Presenting early stage researchers: Valeria Saggio!

In the video series of the University of Vienna, PhD candidates of the Vienna Doctoral Schools talk about the burning questions that they investigate, allow you to look over their shoulders during their research activities and show how their ideas contribute to shaping the world of tomorrow.

Valeria Saggio, doctoral candidate at the Vienna Doctoral School in Physics, investigates the bridge between quantum physics and artificial intelligence. Her team was able to demonstrate that the learning time of agents can be reduced when quantum physics is used in the machine learning protocol.
© University of Vienna
The bridge between artificial intelligence and quantum mechanics is currently one of the most investigated topics in the academic community. Over the past few years, many academics have started to study the ways in which quantum mechanics can prove beneficial for learning robots, or vice versa. Yet, robots were still incapable of learning faster.
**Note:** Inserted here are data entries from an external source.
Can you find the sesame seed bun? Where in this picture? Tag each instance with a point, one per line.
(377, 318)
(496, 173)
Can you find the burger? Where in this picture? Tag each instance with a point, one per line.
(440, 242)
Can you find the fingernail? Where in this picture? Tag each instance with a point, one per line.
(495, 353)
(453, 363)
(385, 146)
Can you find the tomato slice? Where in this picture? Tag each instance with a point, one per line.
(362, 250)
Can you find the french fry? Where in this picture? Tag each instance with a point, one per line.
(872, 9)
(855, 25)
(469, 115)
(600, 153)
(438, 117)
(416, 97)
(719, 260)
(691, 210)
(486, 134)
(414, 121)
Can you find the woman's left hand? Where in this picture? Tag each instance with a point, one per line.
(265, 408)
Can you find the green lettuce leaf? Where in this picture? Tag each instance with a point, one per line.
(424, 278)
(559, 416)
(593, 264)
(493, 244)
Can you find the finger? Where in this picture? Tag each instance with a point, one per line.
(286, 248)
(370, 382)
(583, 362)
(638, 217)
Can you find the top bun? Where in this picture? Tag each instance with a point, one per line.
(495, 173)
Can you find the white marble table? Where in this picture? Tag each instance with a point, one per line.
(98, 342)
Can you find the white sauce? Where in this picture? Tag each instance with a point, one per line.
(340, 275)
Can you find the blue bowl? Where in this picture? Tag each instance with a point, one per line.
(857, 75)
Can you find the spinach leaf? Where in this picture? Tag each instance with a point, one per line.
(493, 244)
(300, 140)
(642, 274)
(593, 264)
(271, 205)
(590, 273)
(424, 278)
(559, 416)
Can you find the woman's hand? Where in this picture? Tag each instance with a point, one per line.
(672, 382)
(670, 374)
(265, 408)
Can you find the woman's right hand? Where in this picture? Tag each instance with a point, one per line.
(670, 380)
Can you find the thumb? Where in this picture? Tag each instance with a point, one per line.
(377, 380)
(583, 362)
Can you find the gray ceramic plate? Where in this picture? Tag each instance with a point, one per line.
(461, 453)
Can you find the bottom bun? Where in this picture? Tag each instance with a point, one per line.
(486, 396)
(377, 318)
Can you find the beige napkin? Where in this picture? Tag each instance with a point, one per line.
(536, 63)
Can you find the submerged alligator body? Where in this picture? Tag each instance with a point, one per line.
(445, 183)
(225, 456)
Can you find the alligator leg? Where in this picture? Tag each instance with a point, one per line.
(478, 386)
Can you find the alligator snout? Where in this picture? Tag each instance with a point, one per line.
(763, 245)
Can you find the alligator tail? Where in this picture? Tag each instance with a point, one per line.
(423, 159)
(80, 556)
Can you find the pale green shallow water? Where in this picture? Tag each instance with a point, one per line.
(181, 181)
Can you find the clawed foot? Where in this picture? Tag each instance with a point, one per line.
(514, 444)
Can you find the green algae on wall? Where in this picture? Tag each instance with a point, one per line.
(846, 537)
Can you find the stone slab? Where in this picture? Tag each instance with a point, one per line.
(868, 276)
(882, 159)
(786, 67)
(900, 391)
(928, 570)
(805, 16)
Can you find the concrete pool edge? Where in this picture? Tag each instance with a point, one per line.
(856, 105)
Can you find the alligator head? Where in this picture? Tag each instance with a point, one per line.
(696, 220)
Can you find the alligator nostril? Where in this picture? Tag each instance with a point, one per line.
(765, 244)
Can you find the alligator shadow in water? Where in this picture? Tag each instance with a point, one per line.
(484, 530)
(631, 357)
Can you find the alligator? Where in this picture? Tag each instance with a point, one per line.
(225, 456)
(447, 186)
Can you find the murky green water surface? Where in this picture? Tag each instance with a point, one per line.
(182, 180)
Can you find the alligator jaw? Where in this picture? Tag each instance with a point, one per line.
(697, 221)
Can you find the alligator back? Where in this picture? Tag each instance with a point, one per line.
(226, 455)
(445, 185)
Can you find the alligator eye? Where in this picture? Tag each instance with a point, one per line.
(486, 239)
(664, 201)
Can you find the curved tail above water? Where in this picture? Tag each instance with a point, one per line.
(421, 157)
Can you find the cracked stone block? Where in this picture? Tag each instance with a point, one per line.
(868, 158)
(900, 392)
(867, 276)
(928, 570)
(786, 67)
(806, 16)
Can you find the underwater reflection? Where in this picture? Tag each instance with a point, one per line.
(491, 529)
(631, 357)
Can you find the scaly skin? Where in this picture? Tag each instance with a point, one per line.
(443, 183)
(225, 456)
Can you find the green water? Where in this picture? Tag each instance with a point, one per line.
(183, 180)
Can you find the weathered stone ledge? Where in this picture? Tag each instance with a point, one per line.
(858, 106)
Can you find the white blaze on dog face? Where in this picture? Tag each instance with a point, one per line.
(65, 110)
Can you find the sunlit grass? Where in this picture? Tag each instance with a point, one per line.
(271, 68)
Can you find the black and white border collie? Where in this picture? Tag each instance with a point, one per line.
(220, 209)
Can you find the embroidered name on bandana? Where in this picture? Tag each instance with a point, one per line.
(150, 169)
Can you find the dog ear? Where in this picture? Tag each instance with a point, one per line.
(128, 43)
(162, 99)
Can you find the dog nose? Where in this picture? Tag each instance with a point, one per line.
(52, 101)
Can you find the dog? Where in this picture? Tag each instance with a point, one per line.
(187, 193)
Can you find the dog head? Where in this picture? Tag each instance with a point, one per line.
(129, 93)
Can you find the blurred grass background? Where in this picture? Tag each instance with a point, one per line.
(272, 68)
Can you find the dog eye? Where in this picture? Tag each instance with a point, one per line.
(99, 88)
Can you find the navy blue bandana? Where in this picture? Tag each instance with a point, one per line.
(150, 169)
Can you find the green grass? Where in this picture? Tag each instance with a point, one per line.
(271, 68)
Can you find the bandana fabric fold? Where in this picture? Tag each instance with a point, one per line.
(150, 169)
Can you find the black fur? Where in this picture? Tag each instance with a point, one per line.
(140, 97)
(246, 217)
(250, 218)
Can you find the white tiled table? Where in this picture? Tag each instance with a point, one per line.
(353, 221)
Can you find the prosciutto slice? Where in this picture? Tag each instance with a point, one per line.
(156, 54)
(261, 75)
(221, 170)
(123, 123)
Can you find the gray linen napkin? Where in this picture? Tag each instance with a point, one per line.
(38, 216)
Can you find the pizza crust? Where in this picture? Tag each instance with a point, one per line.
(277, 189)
Robots learn faster when quantum physics is used

Valeria Saggio, doctoral candidate at the Vienna Doctoral School in Physics, is working on this hot topic and does experiments with photons. Together with international collaboration partners in Austria, Germany, the Netherlands, and the USA, she was able to show that quantum technology can speed-up the learning process. “In one of our latest experiments, we were able to demonstrate that agents can learn faster. The learning time can be reduced when quantum physics is used in the machine learning protocol,” says Valeria Saggio. The results were recently published in the journal “Nature”. (Read more about the project)

Real-life applications of quantum physics

When Valeria Saggio first started to study quantum mechanics, she was really fascinated by its fundamental aspects. But as soon as she started to work on experiments, she realised that quantum mechanics has the potential of leading to real life applications, for example in the field of secure communication: “I am really interested in the potential impact that quantum technologies might have on our society in the near future.”